Hingga Kamis pukul 05.00 WIB, BMKG telah mencatat sebanyak 3.394 kali gempa susulan. Sebanyak 26 di antaranya memiliki magnitudo di atas lima, dengan 99 kejadian terasa oleh masyarakat di wilayah setempat.
Kondisi di lapangan menunjukkan peningkatan urgensi penanganan bencana. BNPB melaporkan total pengungsi mencapai 59.647 jiwa, dengan konsentrasi terbanyak berada di Kabupaten Manggarai yang mencapai 20.333 jiwa yang kini berada di pengungsian.
Dinamika Gempa Susulan
Berdasar data sementara, gempa susulan di wilayah Flores diperkirakan masih akan terus terjadi dalam tiga hingga empat minggu ke depan. Masyarakat diimbau untuk selalu tetap tenang namun waspada.
Direktur Gempa Bumi dan Tsunami BMKG, Wijayanto, dalam keterangannya di Jakarta pada Rabu (19/8/2026), menegaskan pentingnya kewaspadaan ekstra terhadap potensi gempa susulan yang masih mungkin terjadi sewaktu-waktu di wilayah Flores.
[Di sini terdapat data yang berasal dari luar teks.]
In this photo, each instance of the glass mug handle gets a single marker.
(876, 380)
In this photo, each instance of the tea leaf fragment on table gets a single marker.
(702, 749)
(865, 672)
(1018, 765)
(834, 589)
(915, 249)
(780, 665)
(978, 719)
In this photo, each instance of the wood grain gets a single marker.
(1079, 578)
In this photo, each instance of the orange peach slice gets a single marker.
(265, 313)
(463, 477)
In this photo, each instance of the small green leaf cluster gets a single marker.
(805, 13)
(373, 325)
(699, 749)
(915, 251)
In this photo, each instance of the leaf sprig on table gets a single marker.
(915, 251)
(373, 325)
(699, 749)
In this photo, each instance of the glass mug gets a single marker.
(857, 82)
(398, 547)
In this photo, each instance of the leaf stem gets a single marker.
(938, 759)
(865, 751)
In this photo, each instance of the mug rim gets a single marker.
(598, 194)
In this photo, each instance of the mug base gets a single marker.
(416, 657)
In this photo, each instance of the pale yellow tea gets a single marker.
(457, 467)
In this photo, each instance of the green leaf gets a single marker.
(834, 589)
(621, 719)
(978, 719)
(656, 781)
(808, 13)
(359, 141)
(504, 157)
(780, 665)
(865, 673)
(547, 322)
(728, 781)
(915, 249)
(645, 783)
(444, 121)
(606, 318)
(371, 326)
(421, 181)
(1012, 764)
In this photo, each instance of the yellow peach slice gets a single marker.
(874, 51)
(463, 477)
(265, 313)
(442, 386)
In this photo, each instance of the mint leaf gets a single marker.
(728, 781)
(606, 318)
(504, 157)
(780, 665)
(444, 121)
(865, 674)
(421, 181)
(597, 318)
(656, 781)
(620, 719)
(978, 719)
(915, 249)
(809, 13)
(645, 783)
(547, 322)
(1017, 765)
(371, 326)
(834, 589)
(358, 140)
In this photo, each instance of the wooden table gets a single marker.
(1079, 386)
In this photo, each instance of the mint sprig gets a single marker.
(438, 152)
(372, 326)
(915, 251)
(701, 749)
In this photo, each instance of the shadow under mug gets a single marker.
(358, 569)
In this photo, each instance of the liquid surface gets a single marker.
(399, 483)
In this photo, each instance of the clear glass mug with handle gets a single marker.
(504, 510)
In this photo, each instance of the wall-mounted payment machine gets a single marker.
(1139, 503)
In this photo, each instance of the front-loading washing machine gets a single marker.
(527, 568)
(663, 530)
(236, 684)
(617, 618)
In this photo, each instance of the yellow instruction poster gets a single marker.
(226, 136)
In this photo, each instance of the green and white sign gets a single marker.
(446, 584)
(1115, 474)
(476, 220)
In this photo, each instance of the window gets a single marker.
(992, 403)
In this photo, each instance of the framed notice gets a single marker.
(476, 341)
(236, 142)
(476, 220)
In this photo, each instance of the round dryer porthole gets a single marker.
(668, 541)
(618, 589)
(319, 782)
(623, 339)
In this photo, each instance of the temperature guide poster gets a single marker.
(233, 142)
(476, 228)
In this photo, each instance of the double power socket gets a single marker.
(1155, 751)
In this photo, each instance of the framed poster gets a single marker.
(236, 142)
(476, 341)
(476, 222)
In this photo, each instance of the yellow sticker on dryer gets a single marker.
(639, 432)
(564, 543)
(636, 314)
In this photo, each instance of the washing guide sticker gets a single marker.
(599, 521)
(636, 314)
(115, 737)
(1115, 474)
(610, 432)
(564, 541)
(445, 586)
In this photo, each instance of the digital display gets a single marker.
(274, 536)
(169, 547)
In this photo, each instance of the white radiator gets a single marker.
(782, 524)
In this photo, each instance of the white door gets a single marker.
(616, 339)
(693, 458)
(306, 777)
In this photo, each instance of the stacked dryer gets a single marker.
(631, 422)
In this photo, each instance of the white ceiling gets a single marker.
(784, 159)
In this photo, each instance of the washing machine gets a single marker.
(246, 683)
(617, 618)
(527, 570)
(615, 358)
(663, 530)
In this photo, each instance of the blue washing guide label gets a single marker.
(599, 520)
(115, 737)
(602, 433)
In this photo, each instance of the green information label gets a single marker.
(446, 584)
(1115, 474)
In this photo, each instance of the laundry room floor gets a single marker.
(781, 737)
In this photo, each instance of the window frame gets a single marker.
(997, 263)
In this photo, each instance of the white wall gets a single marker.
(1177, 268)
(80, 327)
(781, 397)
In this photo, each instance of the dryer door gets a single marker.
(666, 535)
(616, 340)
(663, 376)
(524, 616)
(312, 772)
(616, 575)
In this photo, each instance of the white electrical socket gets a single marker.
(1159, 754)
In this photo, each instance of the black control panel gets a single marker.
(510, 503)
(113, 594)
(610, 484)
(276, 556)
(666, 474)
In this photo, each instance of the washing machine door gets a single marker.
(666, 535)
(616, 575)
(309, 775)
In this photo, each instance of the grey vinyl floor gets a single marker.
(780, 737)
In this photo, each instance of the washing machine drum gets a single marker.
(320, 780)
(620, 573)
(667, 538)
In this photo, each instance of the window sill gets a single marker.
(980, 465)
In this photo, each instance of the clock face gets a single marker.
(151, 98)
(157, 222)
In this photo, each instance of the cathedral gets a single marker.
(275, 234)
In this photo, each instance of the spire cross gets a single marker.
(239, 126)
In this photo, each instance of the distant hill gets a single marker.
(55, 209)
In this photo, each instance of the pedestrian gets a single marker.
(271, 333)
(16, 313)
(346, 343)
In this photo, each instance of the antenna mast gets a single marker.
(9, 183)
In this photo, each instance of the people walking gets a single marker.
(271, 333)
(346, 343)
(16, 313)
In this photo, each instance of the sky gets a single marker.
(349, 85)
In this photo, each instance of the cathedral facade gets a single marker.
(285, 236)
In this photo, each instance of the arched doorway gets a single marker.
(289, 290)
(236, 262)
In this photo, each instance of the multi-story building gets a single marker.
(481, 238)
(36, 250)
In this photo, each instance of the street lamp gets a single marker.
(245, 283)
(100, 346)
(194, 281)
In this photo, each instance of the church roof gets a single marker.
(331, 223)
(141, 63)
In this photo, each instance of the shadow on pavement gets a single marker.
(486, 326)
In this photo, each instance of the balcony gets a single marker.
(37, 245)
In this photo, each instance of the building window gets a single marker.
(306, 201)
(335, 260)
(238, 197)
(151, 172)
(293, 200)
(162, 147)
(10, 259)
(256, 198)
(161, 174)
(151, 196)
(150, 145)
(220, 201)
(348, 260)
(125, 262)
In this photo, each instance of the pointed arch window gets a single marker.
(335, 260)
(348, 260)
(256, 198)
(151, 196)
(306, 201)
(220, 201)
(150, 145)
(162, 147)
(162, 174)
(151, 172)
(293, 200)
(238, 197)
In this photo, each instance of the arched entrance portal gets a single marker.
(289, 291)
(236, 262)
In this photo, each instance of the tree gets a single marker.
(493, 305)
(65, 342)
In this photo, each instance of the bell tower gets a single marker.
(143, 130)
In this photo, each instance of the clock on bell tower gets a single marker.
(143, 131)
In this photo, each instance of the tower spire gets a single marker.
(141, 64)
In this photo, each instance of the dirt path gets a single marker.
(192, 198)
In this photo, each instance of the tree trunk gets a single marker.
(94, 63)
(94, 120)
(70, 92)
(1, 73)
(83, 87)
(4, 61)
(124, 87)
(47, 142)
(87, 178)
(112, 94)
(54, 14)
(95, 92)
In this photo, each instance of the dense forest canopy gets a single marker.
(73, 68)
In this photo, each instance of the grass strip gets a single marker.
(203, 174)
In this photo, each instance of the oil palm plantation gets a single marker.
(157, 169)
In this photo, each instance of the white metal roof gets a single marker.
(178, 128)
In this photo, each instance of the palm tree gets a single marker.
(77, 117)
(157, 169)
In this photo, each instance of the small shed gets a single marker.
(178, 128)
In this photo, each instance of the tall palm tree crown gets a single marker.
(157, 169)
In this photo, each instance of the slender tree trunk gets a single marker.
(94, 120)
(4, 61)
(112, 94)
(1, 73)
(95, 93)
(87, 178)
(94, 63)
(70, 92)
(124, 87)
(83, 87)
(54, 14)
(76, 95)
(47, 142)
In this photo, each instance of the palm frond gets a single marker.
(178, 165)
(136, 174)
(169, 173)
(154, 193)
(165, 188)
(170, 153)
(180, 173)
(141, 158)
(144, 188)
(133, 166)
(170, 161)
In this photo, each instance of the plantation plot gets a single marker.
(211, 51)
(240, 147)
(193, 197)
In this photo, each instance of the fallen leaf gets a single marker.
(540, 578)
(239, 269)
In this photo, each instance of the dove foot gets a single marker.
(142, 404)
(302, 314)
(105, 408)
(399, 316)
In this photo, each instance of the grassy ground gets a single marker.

Prioritas Penanganan Kesehatan
Dampak kerusakan fisik melumpuhkan operasional dua rumah sakit dan tiga puskesmas, mendorong Kementerian Kesehatan menetapkan tiga skala prioritas, yakni pelayanan medis segera, rehabilitasi infrastruktur, dan trauma healing bagi para korban.
“Tugas prioritas Kementerian Kesehatan saat tanggap darurat nomor satu adalah pasiennya, bukan fasilitas pelayanannya. Pasiennya nomor satu, sesudah itu baru nomor dua kita perbaiki fasilitas yang rusak,” ujar Menteri Kesehatan Budi Gunadi Sadikin, Selasa (18/8/2026).
Di tengah duka mendalam atas bertambahnya korban jiwa, kita diingatkan kembali akan kerapuhan hidup dan pentingnya solidaritas sesama. Semoga saudara-saudara kita di Flores diberikan ketabahan dan kekuatan dalam menghadapi ujian bencana yang berat ini.